Full disclosure: I support the privatization of the State Rabbinate and think the State should not, in an ideal world, deal with personal status matters.
The State Rabbinate is indeed widely unpopular, seen as ineffective, corrupt, detached from people’s problems, unwelcoming to non-religious people, and sometimes even to them. But on the other hand, most Israelis also have a very limited contact with the Rabbinate during their life. It adds up to two main events in their whole existence: wedding and later, for a minority, divorce.
These events are among the most significant in anybody’s life and you do not want them to be spoiled by absurd bureaucracy and unnecessary headaches. But the truth is that, in most cases and for most Israeli Jews, things go relatively swiftly. Some parts can be a little unpleasant, but overall, the process is not very different from any bureaucratic process in Israel. You do it, you waste some time, you fill a few documents that makes no sense to you, it’s over and you can focus on your wedding ceremony and what really matters: the dress, the DJ or the band, the food and alcohol, and the most crucial — seating arrangements.

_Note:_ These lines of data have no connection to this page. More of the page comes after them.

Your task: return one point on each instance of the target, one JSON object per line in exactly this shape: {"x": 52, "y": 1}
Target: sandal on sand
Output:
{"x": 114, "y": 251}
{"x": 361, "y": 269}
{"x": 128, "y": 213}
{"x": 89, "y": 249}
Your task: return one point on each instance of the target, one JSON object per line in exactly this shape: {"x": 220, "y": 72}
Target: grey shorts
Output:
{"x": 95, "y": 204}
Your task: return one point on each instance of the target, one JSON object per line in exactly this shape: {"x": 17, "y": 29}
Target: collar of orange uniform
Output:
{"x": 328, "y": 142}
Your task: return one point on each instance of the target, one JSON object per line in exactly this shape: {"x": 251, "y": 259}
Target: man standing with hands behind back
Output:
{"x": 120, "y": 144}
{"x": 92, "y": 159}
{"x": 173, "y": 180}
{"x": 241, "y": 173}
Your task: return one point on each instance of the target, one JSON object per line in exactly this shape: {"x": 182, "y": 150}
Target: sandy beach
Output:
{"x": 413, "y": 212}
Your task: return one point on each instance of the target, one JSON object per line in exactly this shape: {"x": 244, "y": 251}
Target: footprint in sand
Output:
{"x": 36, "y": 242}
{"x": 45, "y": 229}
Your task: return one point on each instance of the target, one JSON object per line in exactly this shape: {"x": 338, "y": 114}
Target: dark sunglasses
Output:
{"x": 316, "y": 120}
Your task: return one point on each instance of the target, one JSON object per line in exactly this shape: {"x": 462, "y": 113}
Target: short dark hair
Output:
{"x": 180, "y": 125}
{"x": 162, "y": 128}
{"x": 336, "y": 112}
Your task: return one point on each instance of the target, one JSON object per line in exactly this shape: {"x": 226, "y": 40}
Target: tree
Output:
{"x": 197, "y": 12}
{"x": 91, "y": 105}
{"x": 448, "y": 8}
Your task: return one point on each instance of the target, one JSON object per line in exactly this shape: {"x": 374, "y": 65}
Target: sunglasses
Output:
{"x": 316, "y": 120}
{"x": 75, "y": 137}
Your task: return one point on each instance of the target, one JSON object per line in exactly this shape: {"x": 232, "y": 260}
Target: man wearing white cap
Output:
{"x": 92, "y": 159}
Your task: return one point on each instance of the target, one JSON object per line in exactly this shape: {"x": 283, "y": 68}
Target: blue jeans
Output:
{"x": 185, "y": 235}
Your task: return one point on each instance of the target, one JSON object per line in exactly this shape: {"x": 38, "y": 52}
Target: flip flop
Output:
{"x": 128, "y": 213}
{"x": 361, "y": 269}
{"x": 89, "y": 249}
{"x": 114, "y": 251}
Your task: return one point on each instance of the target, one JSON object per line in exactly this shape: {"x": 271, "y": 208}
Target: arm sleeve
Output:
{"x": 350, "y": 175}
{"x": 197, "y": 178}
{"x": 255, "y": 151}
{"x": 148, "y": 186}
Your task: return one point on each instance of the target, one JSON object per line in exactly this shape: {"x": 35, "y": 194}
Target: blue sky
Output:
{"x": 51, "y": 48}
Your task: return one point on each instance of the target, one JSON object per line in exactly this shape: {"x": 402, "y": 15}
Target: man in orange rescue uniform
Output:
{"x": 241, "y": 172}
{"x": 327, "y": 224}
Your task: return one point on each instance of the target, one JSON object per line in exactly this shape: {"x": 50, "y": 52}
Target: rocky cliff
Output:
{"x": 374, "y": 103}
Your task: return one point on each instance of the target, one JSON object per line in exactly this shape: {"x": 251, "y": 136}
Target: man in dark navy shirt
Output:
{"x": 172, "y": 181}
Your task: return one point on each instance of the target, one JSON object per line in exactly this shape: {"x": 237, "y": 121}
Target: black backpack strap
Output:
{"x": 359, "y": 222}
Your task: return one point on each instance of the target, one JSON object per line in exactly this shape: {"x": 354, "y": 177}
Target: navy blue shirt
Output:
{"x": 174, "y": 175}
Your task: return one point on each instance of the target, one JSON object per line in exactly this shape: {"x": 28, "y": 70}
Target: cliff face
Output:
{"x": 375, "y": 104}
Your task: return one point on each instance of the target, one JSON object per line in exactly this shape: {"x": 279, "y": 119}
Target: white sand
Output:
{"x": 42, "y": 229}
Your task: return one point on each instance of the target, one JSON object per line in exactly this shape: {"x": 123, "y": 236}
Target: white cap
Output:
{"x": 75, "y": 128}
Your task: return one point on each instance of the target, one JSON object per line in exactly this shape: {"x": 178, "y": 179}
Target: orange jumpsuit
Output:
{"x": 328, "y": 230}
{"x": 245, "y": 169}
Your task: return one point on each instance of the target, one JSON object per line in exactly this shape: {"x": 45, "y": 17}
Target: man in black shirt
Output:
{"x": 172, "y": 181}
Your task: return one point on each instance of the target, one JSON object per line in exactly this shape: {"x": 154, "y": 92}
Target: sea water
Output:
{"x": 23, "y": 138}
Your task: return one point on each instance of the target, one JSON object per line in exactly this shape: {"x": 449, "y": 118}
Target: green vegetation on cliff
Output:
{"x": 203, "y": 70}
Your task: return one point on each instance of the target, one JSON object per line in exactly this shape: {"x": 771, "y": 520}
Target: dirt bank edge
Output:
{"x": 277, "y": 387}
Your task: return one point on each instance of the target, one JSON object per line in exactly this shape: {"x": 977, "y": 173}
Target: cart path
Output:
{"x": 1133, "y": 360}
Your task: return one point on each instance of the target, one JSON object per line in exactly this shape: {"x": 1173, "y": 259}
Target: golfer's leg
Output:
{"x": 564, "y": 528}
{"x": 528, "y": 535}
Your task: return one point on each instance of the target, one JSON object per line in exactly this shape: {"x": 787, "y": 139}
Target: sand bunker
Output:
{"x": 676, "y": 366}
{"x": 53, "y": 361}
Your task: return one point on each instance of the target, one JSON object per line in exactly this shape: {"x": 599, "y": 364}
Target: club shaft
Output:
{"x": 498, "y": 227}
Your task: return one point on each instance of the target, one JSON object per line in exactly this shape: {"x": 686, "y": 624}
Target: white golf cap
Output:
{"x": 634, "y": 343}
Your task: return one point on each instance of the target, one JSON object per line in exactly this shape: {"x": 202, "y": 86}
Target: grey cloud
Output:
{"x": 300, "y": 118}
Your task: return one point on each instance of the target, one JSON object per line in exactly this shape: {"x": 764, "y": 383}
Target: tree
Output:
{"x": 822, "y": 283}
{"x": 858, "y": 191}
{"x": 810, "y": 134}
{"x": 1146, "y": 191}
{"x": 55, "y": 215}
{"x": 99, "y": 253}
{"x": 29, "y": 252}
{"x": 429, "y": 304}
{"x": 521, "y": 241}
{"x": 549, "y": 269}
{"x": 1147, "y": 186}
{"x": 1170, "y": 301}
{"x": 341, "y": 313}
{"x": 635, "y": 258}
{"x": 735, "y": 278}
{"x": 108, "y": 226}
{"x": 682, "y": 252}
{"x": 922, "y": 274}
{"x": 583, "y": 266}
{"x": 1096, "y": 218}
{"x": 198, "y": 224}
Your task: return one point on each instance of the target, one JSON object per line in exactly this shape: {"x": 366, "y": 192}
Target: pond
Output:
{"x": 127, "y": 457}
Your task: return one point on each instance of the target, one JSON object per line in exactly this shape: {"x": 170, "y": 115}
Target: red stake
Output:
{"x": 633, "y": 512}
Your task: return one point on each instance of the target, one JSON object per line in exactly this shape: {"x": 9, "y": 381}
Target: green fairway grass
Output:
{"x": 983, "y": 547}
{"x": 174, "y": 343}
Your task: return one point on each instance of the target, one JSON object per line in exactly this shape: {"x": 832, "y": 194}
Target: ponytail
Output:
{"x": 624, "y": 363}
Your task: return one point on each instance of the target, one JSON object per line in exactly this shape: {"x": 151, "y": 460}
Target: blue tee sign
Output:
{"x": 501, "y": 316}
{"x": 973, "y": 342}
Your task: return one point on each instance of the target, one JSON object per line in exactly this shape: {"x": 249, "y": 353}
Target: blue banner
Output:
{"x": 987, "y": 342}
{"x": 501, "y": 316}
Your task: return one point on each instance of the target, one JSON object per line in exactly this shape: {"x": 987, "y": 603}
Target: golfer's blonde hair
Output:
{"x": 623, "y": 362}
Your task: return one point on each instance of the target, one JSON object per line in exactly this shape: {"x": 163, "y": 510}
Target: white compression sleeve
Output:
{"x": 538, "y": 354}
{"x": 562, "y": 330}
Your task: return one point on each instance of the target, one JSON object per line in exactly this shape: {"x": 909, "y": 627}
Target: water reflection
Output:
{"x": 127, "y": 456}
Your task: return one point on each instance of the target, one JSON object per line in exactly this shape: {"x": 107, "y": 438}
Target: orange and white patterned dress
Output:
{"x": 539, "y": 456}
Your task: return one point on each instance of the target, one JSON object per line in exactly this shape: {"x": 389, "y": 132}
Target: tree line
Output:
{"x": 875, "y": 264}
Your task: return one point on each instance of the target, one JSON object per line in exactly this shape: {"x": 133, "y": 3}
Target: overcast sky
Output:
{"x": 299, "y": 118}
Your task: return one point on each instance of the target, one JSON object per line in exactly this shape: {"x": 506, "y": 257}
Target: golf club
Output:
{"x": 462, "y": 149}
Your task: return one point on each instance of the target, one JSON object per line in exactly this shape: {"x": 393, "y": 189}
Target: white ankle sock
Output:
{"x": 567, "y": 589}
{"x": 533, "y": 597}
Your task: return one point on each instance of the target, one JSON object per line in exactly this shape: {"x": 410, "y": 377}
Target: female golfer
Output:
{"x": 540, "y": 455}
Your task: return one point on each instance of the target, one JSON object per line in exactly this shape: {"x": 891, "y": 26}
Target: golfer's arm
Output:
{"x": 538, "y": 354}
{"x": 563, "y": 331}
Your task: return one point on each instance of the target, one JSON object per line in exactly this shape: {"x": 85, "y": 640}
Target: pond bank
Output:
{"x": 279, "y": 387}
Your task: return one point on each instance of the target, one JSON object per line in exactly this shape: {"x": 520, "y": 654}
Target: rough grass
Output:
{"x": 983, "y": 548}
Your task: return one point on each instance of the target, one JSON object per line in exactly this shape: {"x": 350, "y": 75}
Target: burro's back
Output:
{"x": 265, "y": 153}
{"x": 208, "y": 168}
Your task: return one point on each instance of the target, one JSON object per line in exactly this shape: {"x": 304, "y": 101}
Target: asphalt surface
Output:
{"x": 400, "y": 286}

The issue that interests most American Jews, religious pluralism, is of no concern for the overwhelming majority of couples. They would in any case ask an “Orthodox” rabbi to perform at their wedding. There is no “Orthodox Judaism” in Israel and there are no streams. There is just “Judaism”, it is the traditional orthodox flavor, and that’s what people recognize as Judaism. Reform or Conservative Judaism are not unknown, they are present, spend a lot of money to expand, and still do not succeed because they are perceived as alien American religions. That’s the hard part maybe for most people to understand: if tomorrow full religious American style pluralism was adopted, Israelis, but a few minority, would still marry with an Orthodox rabbi.
Contrary to what is often said, you can get married with a Reform rabbi in today’s Israel. The wedding will not be recognized as legitimate by the State, but the ceremony itself is not illegal. You then need to get a civil wedding in a foreign country to receive the “married” status.
This is absurd, nobody will contest it. But it also does not bother most Jewish citizens. They are very few people who *can* get married with the State rabbinate and chose not to (probably under 2% of the couples). More people would like to marry with the rabbinate but can’t, and this needs solving. But as it concerns mostly non-halakhically Jewish new immigrants from the former USSR, don’t expect the majority of the population to take up the streets.
They will not because it is not important enough in their eyes when Israel is facing so much other life and death, or even just important, issues like Iran, Gaza, the economy, and so on.
They will not when the issue is framed as an Israel-Diaspora problem and they get the feeling that people living thousands of kilometers from here want to impose their opinions on them. You want to change Israel ? Make Aliyah, become a citizen, and vote. You want to stay in your country ? Fine but do not tell us how to live.
The truth is, most Israelis do not even understand why this issue is so important to American Jews. If Israelis who have to live with the Rabbinate do not think it is a serious enough cause to fight for, why are people who do not have to suffer it so inflamed about this subject ? Maybe they should concentrate on their own, huge, predicaments, like assimilation, intermarriage and the weakening of Jewish identity among the younger generation that threatens the very existence of the American Jewish community.